I have a confession. When I was a developer, I didn’t understand indexes in SQL Server. I rarely added them to my tables, and when I did there was not really any logic behind my decision, other than it was usually just because I thought a column might be queried a lot. But after a few years working as a DBA I have a much better understanding of indexes and realize just how big of a mess I was making before! In this installment of my Index Basics series, I’m going to cover some of the costs associated with the indexes you add to your tables, which is something I think a lot of developers don’t really have a good knowledge of. (I know I didn’t!)
When you create an index on a table, SQL Server actually creates a copy of the table’s data needed to populate the index. This is not a temporary copy either, the indexes are written to disk and the data in them is kept up to date with the data in the table.
At my day job I work with a heavily used OLTP database. Because the data in a lot of the tables is regularly modified via INSERT, UPDATE, and DELETE statements, this means the data in the indexes on those tables is also modified. For example, if one of the tables has 5 nonclustered indexes on it, this means that there are 6 copies of that data (the 1 table + the 5 indexes). Every time a new record is INSERTED into that table, it is also inserted into those 5 indexes, turning 1 INSERT statement into 6 actual INSERTS. The same thing applies to DELETES, when you remove a record from the table it also has to be removed from all of the indexes on that table. UPDATES work a little differently, and will only UPDATE the indexes that contain the data that was modified.
When you create an index, SQL Server only creates a copy of the data in the columns specified in the index, not a copy of the entire table. Take the following table for example:
CREATE TABLE [dbo].[Users] (
[UserID] INT IDENTITY PRIMARY KEY NOT NULL,
[FirstName] VARCHAR(50) NOT NULL,
[LastName] VARCHAR(50) NOT NULL,
[Email] VARCHAR(50) NOT NULL,
[Phone] VARCHAR(50) NOT NULL,
[Address] VARCHAR(50) NOT NULL,
[City] VARCHAR(50) NOT NULL,
[State] CHAR(2) NOT NULL
If we were to add the following index on just a few columns of that table, SQL Server would only copy the data from the columns specified in the index: FirstName, LastName, and Email*
CREATE NONCLUSTERED INDEX [IX_Users] ON [dbo].[Users] ([FirstName],[LastName],[Email]);
(*Note: The Clustered Index key is also stored in your nonclustered index, but that is a topic for another time.)
With the above index, the following scenarios could occur:
- If we ran an UPDATE statement to modify the Phone or Address column in our dbo.Users table, the IX_Users index would not need to be modified as part of that UPDATE (because those columns are not in the index).
- If an UPDATE came in that modified the Email column, the IX_Users index would be modified as part of the UPDATE.
- If an INSERT or DELETE were to occur on our dbo.Users table, that data for the IX_Users index would also have to be added/removed.

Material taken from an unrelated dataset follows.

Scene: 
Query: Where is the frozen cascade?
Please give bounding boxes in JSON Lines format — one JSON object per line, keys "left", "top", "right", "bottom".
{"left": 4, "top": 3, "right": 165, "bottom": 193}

So as you can see, the more indexes you have on a table the more work SQL Server has to do to keep them up to date, and all of this additional overhead could impact the performance of your INSERTS, UPDATES, and DELETES. That’s why it is important to choose your indexes wisely, and not over-index your tables.
Another hidden cost associated with indexes is the ongoing maintenance of them. Over time, your indexes will become fragmented from all of the data modifications. Fragmented indexes perform slower, so it is important to have a regular maintenance process that removes the fragmentation and keeps your indexes nice and tidy. (If you don’t have a DBA handy to take care of this for you, I highly recommend Ola Hallogren’s maintenance script)
However, index maintenance can be a resource intensive operation, so you want to make sure you are doing it during a scheduled maintenance window. You also want to make sure that you are only doing maintenance on the indexes that you are using, which means getting rid of any unused indexes.
Unused indexes are unnecessary overhead, and need to be cleaned up whenever possible. Even though SQL Server may never use an index for your query, it still has to maintain the data in the index, it still has to perform maintenance on the index, and the index is sitting there taking up valuable hard drive space in your database and backups. By regularly checking your index usage statistics, you can determine which indexes are used heavily, and which ones you need to get rid of.
The Bottom Line…
Well designed indexes can improve query performance, but there are costs associated with them, such as hard drive space and ongoing maintenance. Unused indexes can become a drain on your performance, so it is important to regularly keep them cleaned up. There is more to indexes than just speeding up queries, and if you are not careful you can cause yourself some unnecessary grief.